There has also been a surge in public-private partnerships between city governments and local non-profit organizations, allowing communities to leverage the power of independent philanthropy to address food-insecurity. World Central Kitchen, a non-profit organization founded in 2010 by chef José Andrés, has pivoted its focus from natural disaster hunger relief to providing individually packaged meals to people affected by COVID-19, while simultaneously offering job opportunities to restaurant workers displaced by the pandemic. Fruistitute, Food Forward and artist Julia Sherman have launched a campaign to help people access fresh produce by organizing a socially distanced fruit swap in Los Angeles. Similarly, Miami-Dade county has partnered with The Adrienne Arsht-Rockefeller Foundation Resilience Center to develop the first ever community resilience pod–a shipping container that distributes food boxes while continuing to teach the local community about important issues such as climate change and its consequences. Communities and cities are not only restructuring their hunger prevention programs to comply with pandemic-era guidelines, but are also using this unprecedented moment as an opportunity to create sustainable solutions to address food-insecurity. This commitment to sustainability and long-term resilience is critical for local leaders in order to address food insecurity at its root beyond the pandemic.
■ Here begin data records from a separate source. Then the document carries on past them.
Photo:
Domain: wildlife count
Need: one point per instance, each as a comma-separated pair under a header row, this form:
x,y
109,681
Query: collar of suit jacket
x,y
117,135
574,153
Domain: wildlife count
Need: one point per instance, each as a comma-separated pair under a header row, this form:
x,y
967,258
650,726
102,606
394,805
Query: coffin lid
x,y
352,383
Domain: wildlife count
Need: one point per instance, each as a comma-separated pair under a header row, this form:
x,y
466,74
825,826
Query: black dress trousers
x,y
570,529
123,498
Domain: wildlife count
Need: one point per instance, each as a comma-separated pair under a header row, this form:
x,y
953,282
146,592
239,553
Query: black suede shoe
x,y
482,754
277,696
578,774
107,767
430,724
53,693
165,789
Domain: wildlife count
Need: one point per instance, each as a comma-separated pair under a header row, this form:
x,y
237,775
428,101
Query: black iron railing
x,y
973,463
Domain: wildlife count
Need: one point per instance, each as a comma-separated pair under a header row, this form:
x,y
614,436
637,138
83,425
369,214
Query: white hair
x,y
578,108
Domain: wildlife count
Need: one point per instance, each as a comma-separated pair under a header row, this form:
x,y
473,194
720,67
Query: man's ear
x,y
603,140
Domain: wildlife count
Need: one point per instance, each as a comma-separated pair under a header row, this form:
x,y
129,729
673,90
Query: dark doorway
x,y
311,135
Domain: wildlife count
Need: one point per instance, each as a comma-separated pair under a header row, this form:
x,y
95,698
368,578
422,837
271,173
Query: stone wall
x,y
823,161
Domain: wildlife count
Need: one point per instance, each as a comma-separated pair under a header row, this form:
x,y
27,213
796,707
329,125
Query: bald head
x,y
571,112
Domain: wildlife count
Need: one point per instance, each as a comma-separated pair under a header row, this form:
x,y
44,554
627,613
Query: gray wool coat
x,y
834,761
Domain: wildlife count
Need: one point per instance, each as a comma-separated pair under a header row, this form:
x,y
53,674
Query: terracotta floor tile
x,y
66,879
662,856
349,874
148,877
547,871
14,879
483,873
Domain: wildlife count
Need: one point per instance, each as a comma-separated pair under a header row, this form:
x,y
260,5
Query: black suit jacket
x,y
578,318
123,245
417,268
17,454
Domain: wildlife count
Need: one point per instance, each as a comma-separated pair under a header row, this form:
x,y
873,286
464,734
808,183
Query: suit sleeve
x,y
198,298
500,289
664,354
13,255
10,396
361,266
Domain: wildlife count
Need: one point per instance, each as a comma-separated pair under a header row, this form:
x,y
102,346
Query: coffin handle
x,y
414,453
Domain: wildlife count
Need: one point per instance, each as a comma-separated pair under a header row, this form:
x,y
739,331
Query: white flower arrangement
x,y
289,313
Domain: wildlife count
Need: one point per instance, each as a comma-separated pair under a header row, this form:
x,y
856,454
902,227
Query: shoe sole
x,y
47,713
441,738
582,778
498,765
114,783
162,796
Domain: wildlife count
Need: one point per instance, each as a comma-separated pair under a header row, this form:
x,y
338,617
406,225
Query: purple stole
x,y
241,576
It is easy to understand how health outcomes are entangled with other systems in theory, but it wasn’t until this pandemic forced us to critically reevaluate the efficacy of our existing institutions that we saw how deep and complex this network truly is. The issue of food insecurity is not that certain people are not getting enough to eat–there are larger forces at play that create inequitable outcomes for vulnerable populations. Food insecurity is really a consequence of economic insecurity, as seen with the unique challenges faced by low-income seniors and families during COVID-19. As we stand on the brink of change, tasked with finally curbing a global pandemic and cleaning up after the mess it will leave behind, it is important to understand the implication of core social, political and economic pillars on every health outcome.
*Editor’s Note: Isha is a sophomore at the University of Maryland-College Park, serving as CityHealth’s fall intern. This post was developed as part of CityHealth’s commitment to support staff professional development. All posts are reviewed, approved, and endorsed by CityHealth.